Tytuł: Zimowy zawrót głowy :)
Wiadomość wysłana przez: Ukash w Grudzień 03, 2010, 23:09:31 pm
Ja na ogrzewanie nie mogę powiedzieć złego słowa. Dzisiaj jak wracałem do domu (24km) to musiałem się zatrzymać i zdjąć kurtkę bo się wysiedzieć nie dało, taki upał  :mrgreen:
Tytuł: Zimowy zawrót głowy :)
Wiadomość wysłana przez: Michau w Grudzień 03, 2010, 23:13:43 pm
ta no klima grzanie tyłka, itp... ten to ma dobrze :D
Tytuł: Zimowy zawrót głowy :)
Wiadomość wysłana przez: krzychumy4 w Grudzień 03, 2010, 23:34:34 pm
Mój pold stoi na podwórku cały czas nakryty kilkoma kocami i starymi ręcznikami (maska z reflektorami, cały dach ze wszystkimi szybami, bagażnik razem z reflektorami tylnymi). Jestem cały czas przygotowany na padający śnieg czy mróz :)  A jak trzeba wyjechać to ściągam wszystkie warstwy na płot obok :) Jeszcze nie miałem problemu żeby mi nie zapalił na tych mrozach 8)  Jedynie to centralka się nie domyka od kierowcy na tym mrozie wiec zamykam na kluczyk (siłownik centralki master). Wyciszyłem grot zamykania od kierowcy szmatką która niestety zamarza  :| Uszczelki też lubią przymarznąć ale niedługo wazelina pójdzie w ruch  :mrgreen:  :mrgreen:  :mrgreen:
Tytuł: Zimowy zawrót głowy :)
Wiadomość wysłana przez: zimnylech w Grudzień 04, 2010, 20:45:49 pm
ja mam tak jak jeden z użytkownik napisał, wolno zakręci ale kolejny ruch to odpala od strzału, przez ten tydzień dogryzano mi w szatni "gdzie stoisz, to ci pożyczymy prądu" wszelkie niedopowiedzenia znikają po przekręceniu kluczyka, odpala jak nówka, a z drzwiami nie miałem jeszcze problemu ale przydał by mi się grill z opcją zimową, no chyba że w grillu z ori zamiast siatki dam karton :D albo za siatką. A i pod górkę startuję pięknie, "przedniaki" tylko patrzą heheh
Tytuł: Zimowy zawrót głowy :)
Wiadomość wysłana przez: szelest w Grudzień 04, 2010, 21:24:32 pm
mój pali od strzała.
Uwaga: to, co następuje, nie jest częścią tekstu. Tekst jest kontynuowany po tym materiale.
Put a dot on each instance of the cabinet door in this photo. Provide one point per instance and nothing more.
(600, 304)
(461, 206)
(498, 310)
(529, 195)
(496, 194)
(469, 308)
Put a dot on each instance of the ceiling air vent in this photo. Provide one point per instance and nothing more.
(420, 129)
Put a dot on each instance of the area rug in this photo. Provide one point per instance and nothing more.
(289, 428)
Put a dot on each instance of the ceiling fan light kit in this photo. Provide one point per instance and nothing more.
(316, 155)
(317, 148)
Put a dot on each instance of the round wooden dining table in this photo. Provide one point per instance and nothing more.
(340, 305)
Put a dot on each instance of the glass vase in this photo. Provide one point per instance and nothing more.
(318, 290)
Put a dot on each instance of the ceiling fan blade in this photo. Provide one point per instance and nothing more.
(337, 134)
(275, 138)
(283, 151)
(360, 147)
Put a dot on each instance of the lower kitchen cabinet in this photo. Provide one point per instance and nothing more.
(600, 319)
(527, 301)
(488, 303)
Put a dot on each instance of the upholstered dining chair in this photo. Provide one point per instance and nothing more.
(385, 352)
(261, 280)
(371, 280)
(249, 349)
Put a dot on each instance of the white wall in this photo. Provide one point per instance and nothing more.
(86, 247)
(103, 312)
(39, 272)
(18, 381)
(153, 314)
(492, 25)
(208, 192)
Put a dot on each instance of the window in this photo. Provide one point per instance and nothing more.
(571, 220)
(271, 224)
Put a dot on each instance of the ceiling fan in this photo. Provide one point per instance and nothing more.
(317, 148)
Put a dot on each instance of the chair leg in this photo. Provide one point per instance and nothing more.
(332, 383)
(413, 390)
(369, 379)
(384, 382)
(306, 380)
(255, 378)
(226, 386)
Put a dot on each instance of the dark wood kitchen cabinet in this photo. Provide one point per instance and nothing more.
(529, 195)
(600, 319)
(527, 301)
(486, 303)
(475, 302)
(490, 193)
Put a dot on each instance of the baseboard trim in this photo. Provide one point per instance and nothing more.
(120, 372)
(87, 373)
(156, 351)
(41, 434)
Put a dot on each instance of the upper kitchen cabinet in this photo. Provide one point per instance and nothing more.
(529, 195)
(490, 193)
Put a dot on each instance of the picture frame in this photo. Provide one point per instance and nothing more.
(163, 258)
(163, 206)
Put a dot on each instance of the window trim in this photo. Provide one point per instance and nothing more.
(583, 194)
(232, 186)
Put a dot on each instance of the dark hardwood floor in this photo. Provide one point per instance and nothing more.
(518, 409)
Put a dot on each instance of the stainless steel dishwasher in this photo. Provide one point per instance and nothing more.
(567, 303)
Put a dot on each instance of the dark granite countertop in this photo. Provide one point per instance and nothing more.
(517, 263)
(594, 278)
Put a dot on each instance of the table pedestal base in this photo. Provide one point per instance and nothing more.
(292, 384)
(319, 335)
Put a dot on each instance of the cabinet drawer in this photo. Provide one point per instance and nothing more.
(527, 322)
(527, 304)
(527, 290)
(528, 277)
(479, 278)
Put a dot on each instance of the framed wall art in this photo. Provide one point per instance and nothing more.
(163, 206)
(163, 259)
Apropo zamarzania to mi zamarzły: klamka, uszczelki, zamek ten co blokuje drzwi żeby się nie otwierały (jak otworzyłem to się ich potem zamknąć nie dało:D) dopiero jak się nagrzał to udało się je zamknąć
Tytuł: Zimowy zawrót głowy :)
Wiadomość wysłana przez: VOX w Grudzień 04, 2010, 22:24:46 pm
mi zamarzły spryskiwacze, ale płyn letni jeszcze siedzi. Po pół godziny jazdy odmarzają, ale trzeba zalać jakiegoś zimowego chyba już  :lol:
Tytuł: Zimowy zawrót głowy :)
Wiadomość wysłana przez: szelest w Grudzień 04, 2010, 22:44:56 pm
A jeszcze jak jest zimny bardzo to głupieją wycieraczki i ich jeden ruch to pół normalnego okrążenia, czyli zatrzymują się raz na górze raz na dole, jak się nagrzeje to wszystko wraca do normy
Tytuł: Zimowy zawrót głowy :)
Wiadomość wysłana przez: krzychumy4 w Grudzień 04, 2010, 22:46:56 pm
Dzisiejszy filmik jak odpalałem poldzisława na mrozie :)
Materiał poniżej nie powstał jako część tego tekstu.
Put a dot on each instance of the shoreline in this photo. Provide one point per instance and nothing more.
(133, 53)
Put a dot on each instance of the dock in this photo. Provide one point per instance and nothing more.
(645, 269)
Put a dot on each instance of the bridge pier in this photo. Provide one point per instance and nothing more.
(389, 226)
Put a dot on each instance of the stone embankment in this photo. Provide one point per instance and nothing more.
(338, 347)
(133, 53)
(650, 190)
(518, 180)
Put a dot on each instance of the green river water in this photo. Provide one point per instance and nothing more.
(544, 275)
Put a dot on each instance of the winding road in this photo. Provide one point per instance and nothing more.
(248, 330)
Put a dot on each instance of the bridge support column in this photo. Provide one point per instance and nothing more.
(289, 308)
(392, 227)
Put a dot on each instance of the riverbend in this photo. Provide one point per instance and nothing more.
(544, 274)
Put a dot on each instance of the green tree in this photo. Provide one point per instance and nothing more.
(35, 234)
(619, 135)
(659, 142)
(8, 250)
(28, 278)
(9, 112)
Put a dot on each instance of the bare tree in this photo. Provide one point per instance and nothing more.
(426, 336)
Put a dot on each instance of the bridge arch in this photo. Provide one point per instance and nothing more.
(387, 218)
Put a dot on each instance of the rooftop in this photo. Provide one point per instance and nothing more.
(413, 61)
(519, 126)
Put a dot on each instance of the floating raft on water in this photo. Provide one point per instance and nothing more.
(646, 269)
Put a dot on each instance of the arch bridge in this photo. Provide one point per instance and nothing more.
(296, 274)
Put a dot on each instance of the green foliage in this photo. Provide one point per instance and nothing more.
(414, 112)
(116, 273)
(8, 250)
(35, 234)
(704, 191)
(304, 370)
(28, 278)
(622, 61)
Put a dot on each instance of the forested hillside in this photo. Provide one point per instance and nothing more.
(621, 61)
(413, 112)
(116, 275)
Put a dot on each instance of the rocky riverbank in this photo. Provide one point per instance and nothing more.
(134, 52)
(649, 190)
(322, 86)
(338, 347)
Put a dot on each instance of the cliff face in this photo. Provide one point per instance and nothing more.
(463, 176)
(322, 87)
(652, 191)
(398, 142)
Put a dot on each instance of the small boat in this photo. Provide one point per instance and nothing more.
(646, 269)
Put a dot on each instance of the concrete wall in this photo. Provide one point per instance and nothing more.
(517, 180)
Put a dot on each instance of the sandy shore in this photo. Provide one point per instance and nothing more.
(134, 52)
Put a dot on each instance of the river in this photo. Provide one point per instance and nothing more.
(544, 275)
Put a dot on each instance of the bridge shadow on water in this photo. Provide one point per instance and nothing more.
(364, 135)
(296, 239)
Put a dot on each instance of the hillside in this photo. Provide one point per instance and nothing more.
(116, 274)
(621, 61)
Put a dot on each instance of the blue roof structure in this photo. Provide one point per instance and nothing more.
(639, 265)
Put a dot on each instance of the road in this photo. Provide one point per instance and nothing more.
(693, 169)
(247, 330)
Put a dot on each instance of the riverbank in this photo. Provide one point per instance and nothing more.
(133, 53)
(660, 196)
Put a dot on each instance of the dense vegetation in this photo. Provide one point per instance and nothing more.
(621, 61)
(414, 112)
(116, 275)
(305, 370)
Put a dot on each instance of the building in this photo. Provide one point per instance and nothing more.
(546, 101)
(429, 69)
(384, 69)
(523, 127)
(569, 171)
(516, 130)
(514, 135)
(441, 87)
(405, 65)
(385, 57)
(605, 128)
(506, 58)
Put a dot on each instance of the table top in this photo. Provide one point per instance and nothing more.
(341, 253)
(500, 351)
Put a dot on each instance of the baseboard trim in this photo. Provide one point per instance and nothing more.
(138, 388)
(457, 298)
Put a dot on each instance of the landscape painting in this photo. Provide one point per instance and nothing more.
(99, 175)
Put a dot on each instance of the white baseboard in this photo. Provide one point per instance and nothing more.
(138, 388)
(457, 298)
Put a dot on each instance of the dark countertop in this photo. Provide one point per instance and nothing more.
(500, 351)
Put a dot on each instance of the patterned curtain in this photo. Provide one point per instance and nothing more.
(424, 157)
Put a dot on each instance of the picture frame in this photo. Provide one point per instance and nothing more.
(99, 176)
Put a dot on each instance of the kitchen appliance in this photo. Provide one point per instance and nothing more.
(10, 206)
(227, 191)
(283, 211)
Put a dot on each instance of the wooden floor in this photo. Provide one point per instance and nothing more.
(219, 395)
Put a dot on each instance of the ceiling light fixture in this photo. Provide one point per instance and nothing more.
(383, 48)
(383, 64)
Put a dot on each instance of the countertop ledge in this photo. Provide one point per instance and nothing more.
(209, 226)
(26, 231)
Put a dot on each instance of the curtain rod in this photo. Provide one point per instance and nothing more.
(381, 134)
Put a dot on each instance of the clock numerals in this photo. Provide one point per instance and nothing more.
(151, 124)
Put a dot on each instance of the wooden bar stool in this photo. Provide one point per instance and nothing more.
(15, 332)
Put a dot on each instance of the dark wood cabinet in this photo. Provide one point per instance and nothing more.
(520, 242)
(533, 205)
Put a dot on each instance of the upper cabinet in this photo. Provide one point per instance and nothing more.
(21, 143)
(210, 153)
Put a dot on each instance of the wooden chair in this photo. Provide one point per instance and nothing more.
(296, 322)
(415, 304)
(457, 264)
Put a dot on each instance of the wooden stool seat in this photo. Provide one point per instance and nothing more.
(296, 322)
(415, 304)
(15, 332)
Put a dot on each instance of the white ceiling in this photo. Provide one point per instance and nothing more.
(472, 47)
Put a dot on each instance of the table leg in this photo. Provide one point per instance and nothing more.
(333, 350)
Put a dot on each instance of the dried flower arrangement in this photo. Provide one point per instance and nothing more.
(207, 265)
http://www.youtube.com/watch?v=8ZUgEgjJ1A4
Tytuł: Zimowy zawrót głowy :)
Wiadomość wysłana przez: myambo w Grudzień 05, 2010, 00:25:26 am
Mój palić, pali dobrze, trochę z początku na ssaniu się dławi, ale jak się trochę rozgrzeje jest dobrze, takiego ma  focha. Pali ostatnio dość sporo( główkuje co jest przyczyną).
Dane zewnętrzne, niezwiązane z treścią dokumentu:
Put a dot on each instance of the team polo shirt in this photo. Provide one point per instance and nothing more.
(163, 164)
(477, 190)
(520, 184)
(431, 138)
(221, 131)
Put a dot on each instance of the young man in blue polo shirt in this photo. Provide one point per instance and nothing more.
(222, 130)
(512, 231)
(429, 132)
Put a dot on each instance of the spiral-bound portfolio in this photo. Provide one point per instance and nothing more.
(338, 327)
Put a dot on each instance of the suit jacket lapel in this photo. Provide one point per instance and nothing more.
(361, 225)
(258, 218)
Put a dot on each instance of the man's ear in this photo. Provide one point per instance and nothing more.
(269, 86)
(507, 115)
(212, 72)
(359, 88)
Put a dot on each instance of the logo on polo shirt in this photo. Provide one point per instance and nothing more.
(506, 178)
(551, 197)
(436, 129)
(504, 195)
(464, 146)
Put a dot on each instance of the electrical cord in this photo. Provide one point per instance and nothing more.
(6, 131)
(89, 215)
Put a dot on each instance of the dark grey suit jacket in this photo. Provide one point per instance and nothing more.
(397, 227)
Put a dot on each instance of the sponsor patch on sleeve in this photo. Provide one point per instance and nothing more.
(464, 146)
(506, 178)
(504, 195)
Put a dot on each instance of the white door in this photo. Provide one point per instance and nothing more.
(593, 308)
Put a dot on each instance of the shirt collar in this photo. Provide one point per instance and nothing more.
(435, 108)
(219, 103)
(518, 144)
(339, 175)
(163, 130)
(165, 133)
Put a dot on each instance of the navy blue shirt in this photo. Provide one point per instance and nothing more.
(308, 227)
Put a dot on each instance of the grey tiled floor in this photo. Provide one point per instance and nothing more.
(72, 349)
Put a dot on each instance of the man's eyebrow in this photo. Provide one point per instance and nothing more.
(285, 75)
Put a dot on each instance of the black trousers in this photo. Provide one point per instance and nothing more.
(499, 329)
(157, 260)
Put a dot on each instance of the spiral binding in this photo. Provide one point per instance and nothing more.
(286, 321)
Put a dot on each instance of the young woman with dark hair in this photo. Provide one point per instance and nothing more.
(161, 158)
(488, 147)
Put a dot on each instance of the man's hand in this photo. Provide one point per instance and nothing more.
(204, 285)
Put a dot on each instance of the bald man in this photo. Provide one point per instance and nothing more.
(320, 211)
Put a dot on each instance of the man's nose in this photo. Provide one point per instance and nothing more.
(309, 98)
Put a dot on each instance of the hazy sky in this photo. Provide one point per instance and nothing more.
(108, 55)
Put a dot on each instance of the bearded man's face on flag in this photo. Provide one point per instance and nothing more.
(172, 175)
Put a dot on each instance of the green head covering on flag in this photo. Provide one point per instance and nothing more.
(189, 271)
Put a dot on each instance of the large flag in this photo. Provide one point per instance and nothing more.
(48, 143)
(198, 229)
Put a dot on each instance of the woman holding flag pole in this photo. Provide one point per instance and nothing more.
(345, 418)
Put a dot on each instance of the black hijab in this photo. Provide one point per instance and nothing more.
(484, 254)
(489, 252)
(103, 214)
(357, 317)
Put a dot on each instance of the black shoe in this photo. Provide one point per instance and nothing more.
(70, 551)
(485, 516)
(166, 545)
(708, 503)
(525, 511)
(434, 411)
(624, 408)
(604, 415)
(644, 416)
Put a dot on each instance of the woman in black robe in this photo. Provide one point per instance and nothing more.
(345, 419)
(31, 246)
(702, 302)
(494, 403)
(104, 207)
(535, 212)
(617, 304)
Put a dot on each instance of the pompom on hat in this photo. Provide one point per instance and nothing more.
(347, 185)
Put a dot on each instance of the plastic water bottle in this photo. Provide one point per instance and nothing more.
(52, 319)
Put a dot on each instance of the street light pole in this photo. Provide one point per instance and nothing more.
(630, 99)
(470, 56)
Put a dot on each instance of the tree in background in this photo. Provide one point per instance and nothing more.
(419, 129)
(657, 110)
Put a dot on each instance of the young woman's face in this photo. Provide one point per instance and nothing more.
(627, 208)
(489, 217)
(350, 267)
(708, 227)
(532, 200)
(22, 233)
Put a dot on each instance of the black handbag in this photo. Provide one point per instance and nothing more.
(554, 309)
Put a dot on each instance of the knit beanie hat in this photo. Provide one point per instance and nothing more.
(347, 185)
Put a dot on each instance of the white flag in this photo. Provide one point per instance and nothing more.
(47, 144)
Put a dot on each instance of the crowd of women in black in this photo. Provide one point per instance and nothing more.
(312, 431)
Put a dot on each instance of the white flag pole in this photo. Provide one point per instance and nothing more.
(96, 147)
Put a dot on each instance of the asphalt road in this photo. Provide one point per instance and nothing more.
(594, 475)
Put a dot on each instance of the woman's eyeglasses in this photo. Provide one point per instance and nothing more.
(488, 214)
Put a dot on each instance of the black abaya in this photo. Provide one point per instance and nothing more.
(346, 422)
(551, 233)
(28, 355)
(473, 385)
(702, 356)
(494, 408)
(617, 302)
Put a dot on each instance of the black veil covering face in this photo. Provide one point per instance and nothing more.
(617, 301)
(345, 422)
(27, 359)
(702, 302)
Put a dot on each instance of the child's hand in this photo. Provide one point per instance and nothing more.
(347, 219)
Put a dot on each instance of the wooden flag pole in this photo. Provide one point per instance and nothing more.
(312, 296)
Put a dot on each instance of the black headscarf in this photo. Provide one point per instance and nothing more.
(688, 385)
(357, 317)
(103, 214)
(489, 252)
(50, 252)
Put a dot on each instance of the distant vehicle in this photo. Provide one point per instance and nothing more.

Zdążyłem się już zakopać, ze dwa razy mimo zimówek  :mrgreen:. Frajda z jazdy spora  :mrgreen:  Na szczęście garażowany, przymarzających zamków "brak", drzwi nie muszę domykać, więc jeden problem mniej.
Byle zejść z tym spalaniem i będzie wszystko lux  :P.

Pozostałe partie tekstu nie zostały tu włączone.